Mając na względzie powyższe, Sąd Rejonowy uznał, iż powodowa Spółdzielnia wykazała zarówno istnienie , jak i wysokość spornego żądania, a nadto pozwani M. i L. J. nie wykazali aby w spornym okresie nie mieszkali z rodzicami i nie mieli obowiązku partycypowania w kosztach utrzymania lokalu.

Stosownie do treści art. 481 § 1 k.c., jeśli dłużnik opóźnia się ze spełnieniem świadczenia pieniężnego, wierzyciel może żądać odsetek za czas opóźnienia, chociażby nie poniósł żadnej szkody i chociażby opóźnienie było następstwem okoliczności, za które dłużnik odpowiedzialności nie ponosi. Dłużnik opóźnia się ze spełnieniem świadczenia, jeśli nie spełnia tego świadczenia w terminie, w którym stało się ono wymagalne, a gdy termin nie jest oznaczony, jeżeli nie spełnia go po wezwaniu przez wierzyciela - art. 478 k.c. Pozwany dochodził zasadzenia odsetek od wniesienia pozwu i takie odsetki Sąd zasądził.

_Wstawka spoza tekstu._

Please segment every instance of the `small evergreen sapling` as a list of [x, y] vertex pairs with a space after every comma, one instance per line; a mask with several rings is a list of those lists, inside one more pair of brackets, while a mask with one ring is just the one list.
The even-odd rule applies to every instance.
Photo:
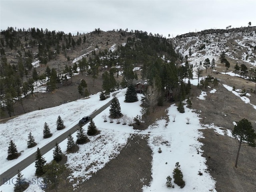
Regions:
[[59, 162], [62, 159], [62, 154], [60, 146], [56, 143], [53, 150], [53, 160], [56, 162]]
[[185, 112], [184, 106], [183, 106], [183, 104], [181, 101], [180, 102], [180, 104], [177, 109], [180, 113], [184, 113]]
[[14, 184], [14, 192], [24, 191], [29, 186], [29, 184], [25, 181], [23, 178], [23, 175], [21, 174], [20, 170], [18, 170], [16, 183]]
[[90, 124], [88, 126], [88, 130], [87, 134], [90, 136], [95, 135], [98, 133], [98, 131], [97, 129], [97, 127], [95, 126], [92, 119], [91, 119], [90, 122]]
[[175, 167], [172, 173], [174, 183], [180, 186], [180, 188], [183, 188], [185, 186], [185, 182], [183, 180], [183, 174], [180, 170], [180, 165], [178, 162], [176, 163]]
[[106, 122], [108, 121], [107, 120], [107, 115], [106, 114], [103, 114], [101, 117], [102, 117], [104, 120], [104, 122]]
[[10, 144], [8, 147], [8, 152], [7, 160], [8, 160], [16, 159], [20, 156], [20, 154], [18, 152], [16, 145], [15, 145], [12, 140], [11, 140], [10, 142]]
[[172, 188], [174, 188], [174, 186], [172, 183], [172, 178], [169, 176], [166, 177], [167, 181], [166, 181], [166, 186], [167, 187], [171, 187]]
[[46, 161], [42, 157], [41, 154], [40, 150], [38, 148], [36, 154], [36, 161], [35, 162], [35, 166], [36, 169], [36, 175], [40, 176], [44, 173], [43, 168], [46, 162]]
[[49, 138], [52, 136], [52, 134], [51, 133], [49, 126], [46, 122], [44, 123], [44, 126], [43, 135], [44, 139]]
[[67, 151], [68, 152], [73, 152], [75, 150], [76, 145], [74, 141], [74, 138], [69, 133], [68, 136], [68, 142], [67, 143]]
[[32, 134], [31, 132], [30, 132], [28, 134], [28, 148], [31, 148], [32, 147], [34, 147], [37, 145], [37, 144], [35, 142], [35, 139], [34, 136], [32, 135]]
[[57, 119], [57, 122], [56, 122], [57, 124], [57, 130], [61, 130], [65, 128], [65, 126], [63, 124], [63, 120], [61, 119], [60, 116], [59, 115]]
[[84, 134], [84, 130], [83, 128], [82, 125], [79, 125], [79, 128], [77, 130], [77, 134], [76, 134], [76, 143], [79, 144], [84, 144], [89, 141], [89, 139]]

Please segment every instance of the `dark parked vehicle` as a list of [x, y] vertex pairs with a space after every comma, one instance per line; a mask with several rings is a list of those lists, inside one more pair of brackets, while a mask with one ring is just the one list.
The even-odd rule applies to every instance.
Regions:
[[91, 119], [91, 117], [90, 116], [86, 116], [83, 117], [81, 120], [79, 121], [79, 124], [85, 123]]

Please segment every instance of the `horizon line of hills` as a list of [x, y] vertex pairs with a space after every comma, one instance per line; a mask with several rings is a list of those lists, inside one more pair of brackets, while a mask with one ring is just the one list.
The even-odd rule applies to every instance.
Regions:
[[[253, 28], [256, 28], [256, 26], [248, 26], [248, 27], [241, 26], [240, 27], [233, 28], [231, 28], [231, 26], [228, 26], [226, 28], [226, 29], [212, 29], [211, 28], [209, 29], [204, 29], [203, 30], [201, 30], [201, 31], [198, 31], [198, 32], [196, 31], [196, 32], [189, 32], [184, 33], [183, 34], [181, 34], [180, 35], [178, 34], [176, 37], [172, 37], [172, 38], [175, 38], [176, 37], [184, 37], [184, 36], [188, 37], [188, 36], [194, 36], [196, 35], [196, 34], [200, 34], [204, 35], [206, 34], [213, 33], [214, 32], [215, 32], [216, 33], [218, 33], [218, 34], [222, 34], [226, 32], [229, 32], [230, 31], [232, 31], [233, 32], [239, 32], [240, 31], [242, 31], [244, 29], [248, 29], [248, 28], [252, 29]], [[16, 29], [17, 29], [17, 30], [16, 30]], [[40, 29], [38, 28], [36, 28], [35, 27], [31, 27], [31, 28], [28, 28], [26, 30], [24, 28], [23, 28], [23, 29], [22, 30], [21, 28], [17, 28], [16, 27], [15, 27], [15, 28], [14, 28], [13, 27], [8, 27], [6, 30], [1, 29], [1, 33], [2, 33], [2, 32], [4, 32], [5, 31], [10, 31], [11, 32], [16, 31], [17, 32], [32, 32], [32, 31], [33, 30], [36, 30], [36, 31], [38, 31], [38, 30], [40, 30], [41, 32], [43, 32], [44, 33], [47, 33], [48, 32], [51, 32], [51, 31], [48, 30], [47, 28], [46, 28], [45, 30], [44, 30], [42, 29], [42, 28], [41, 28], [41, 29]], [[129, 32], [133, 33], [134, 32], [135, 33], [136, 31], [139, 31], [140, 32], [143, 32], [147, 33], [146, 31], [143, 31], [141, 30], [134, 30], [132, 29], [130, 30]], [[84, 35], [85, 34], [90, 34], [93, 32], [98, 32], [100, 31], [103, 32], [120, 32], [122, 31], [125, 31], [125, 32], [128, 32], [128, 28], [126, 28], [126, 29], [124, 30], [123, 30], [122, 28], [120, 28], [119, 29], [117, 29], [116, 30], [115, 29], [113, 29], [112, 30], [108, 30], [105, 31], [102, 30], [100, 28], [95, 28], [94, 30], [93, 31], [88, 32], [86, 33], [85, 33], [84, 32], [82, 34], [81, 34], [80, 32], [79, 32], [78, 31], [76, 34], [76, 36]], [[56, 33], [56, 30], [52, 30], [51, 31], [51, 32]], [[73, 34], [72, 34], [70, 32], [69, 32], [68, 33], [65, 34], [63, 31], [62, 31], [62, 30], [60, 30], [60, 31], [58, 30], [57, 33], [58, 32], [62, 34], [66, 34], [66, 35], [69, 34], [71, 34], [71, 35], [72, 36], [74, 36], [74, 33]], [[161, 37], [161, 38], [167, 38], [165, 36], [163, 37], [162, 36], [162, 34], [160, 35], [158, 33], [156, 34], [154, 34], [154, 35], [151, 32], [150, 32], [148, 34], [150, 36]], [[168, 38], [170, 38], [170, 34], [168, 34]]]

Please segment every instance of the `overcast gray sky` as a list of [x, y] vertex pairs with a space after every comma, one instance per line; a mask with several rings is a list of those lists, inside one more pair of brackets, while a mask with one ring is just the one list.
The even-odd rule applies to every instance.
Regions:
[[47, 28], [76, 34], [128, 28], [168, 37], [256, 26], [256, 0], [3, 0], [1, 30]]

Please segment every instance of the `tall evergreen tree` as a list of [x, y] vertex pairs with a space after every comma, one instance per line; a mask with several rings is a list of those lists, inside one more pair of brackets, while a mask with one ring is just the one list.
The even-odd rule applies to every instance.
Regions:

O kosztach procesu orzeczono w myśl zasady odpowiedzialności za jego wynik (art. 98 k.p.c.)

Pozwani wnieśli apelacje od wyroku Sądu Rejonowego, zaskarżając orzeczenie w całości i domagając się jego zmiany poprzez oddalenie żądań powódki i zasądzenie od powódki na rzecz pozwanych zwrotu kosztów procesu za drugą instancję według norm przepisanych oraz uchylenia postanowienia o kosztach procesu w części zasądzającej od pozwanych na rzecz powódki zwrot kosztów procesu ponad kwotę wynikającą tylko z norm przepisanych.

Skarżący podnieśli następujące zarzuty:

1.  naruszenia art. 187 § 1 pkt 1 i 2 k.p.c., wskazując, że dokonywanie opłat za wodę (jako opłat z tytułu eksploatacji lokalu), jak i płacenie odsetek to świadczenia okresowe.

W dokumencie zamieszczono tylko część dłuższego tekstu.